Clint Eastwood’s Oscar winner took the sheen off the Wild West, at least how the Wild West was depicted on screen. That being said, the film holds to many of the traditions of classic Westerns. Eastwood seems to be balancing between classic Western mythology and the revisionist work he did in the ’70s. Based on David Webb Peoples’ script, the film challenges the noble legends of the Western genre, showing cowboys and outlaws as savage killers. The West was a rough and lawless place. Even the law was rough and lawless. As the aging assassin, Bill Munny, Eastwood shines in the role he seemed destined to play.

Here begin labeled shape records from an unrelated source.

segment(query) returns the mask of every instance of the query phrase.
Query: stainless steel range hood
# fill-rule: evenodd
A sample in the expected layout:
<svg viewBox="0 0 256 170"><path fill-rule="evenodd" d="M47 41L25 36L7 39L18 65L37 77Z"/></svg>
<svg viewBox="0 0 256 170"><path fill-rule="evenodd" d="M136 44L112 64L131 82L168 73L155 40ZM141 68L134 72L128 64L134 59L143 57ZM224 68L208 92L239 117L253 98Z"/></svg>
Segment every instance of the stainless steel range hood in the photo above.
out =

Munny was a notorious killer. But he met a woman and settled down, started pig farming. When his wife died, he was left to raise his two children alone. Then one day, the Schofield Kid (Jaimz Woolvett, ROSEWOOD) rides in. The kid has heard all the tales about Munny and wants his help with an assassination job. A couple of cowboys cut up a prostitute and her friends have pooled their money to pay for revenge. Their town sheriff Little Bill Daggett (Gene Hackman, HOOSIERS) let the cowboys go in exchange for seven ponies to be given to the brothel owner Skinny Dubois (Anthony James, IN THE HEAT OF THE NIGHT), who paid good money for Delilah (Anna Thomson, BIRD), who cut up won’t earn a cent. Munny isn’t interested at first, but the money seems better than he can fetch for his sick hogs. He recruits his partner Ned Logan (Morgan Freeman, MILLION DOLLAR BABY) to help.